2022年9月16日 12:00
岡本健一×成河対談 語り出したら止まらない! 【前編】想像を超える戯曲『建築家とアッシリア皇帝』にどう挑む?
でも、まだ時間があるので、いろんな方向からいろんなことを勉強して、挑んでいきたいですね。
岡本完全に不条理という感じにも思えないんだよね。登場人物の、彼らの喋っている内容に引き込まれていくと、いろんな世界が見えて来て。成河も言ったように作家のことを調べると、母親と父親との関係とか、ちょっと考えられないな……みたいな壮絶なことを経験して来た人で。また戦争であったり、革命的なことであったり、それこそ、この戯曲に書かれている以上のことを自身が経験して来て、それを演劇として提示して観客に伝えていった……と考えると、これから俺たちに起こる大変さだとか、肉体的な辛さとか、大したことじゃないんじゃないかなと思うんですよ。
成河ああ〜確かに!
岡本この作家が経験して来たことに比べたら……、まあそれはワジディ・ムワワドの時もそうでしたけど。
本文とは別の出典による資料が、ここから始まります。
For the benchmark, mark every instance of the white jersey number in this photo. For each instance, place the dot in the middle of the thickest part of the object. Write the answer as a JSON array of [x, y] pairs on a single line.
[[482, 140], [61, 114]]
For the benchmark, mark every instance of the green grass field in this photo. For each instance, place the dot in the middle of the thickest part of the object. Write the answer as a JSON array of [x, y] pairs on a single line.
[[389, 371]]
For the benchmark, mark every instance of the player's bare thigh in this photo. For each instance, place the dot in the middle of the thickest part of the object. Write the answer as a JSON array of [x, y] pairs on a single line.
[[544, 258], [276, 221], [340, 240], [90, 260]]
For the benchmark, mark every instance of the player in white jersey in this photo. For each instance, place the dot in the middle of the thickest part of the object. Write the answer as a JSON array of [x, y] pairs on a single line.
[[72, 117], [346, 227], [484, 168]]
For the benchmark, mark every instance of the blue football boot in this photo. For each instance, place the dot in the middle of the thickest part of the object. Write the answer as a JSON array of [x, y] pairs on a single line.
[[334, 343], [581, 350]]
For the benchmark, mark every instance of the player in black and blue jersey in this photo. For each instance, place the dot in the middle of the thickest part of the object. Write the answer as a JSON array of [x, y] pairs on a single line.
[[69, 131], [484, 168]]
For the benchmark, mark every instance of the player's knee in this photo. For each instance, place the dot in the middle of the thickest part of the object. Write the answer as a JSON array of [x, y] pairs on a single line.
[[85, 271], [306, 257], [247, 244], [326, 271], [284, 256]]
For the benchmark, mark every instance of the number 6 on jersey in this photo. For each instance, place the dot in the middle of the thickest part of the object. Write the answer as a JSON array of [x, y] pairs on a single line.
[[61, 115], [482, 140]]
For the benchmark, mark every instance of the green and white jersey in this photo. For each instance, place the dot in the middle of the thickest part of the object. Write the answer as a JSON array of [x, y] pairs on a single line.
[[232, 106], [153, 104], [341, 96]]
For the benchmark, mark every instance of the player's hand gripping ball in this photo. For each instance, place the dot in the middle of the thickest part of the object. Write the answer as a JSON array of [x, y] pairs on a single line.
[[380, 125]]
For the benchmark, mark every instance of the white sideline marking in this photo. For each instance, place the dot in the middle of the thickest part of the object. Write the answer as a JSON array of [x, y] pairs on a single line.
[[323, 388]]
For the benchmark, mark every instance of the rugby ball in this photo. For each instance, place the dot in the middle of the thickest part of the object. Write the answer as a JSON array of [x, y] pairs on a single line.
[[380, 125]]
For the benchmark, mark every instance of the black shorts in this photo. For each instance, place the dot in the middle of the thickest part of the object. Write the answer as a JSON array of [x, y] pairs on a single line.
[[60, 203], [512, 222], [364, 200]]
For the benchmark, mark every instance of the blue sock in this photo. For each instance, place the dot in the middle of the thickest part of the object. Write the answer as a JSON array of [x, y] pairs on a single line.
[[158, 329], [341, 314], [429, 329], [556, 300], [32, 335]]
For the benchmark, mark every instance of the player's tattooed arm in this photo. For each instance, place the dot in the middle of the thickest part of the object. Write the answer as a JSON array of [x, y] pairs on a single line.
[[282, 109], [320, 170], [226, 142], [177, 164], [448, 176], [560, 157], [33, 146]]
成河そうですね。ここに書かれていることをひとりで経験したのかと思うと、どれだけのストレスなのかと……。この作品、ものすごい力を背負って生まれて来たってことになるね。
岡本そう、ここに出て来る登場人物の人生を考えたら、今この平和な日本で生きている俺らはどうなのよ、って話に行き着いちゃうんですよね。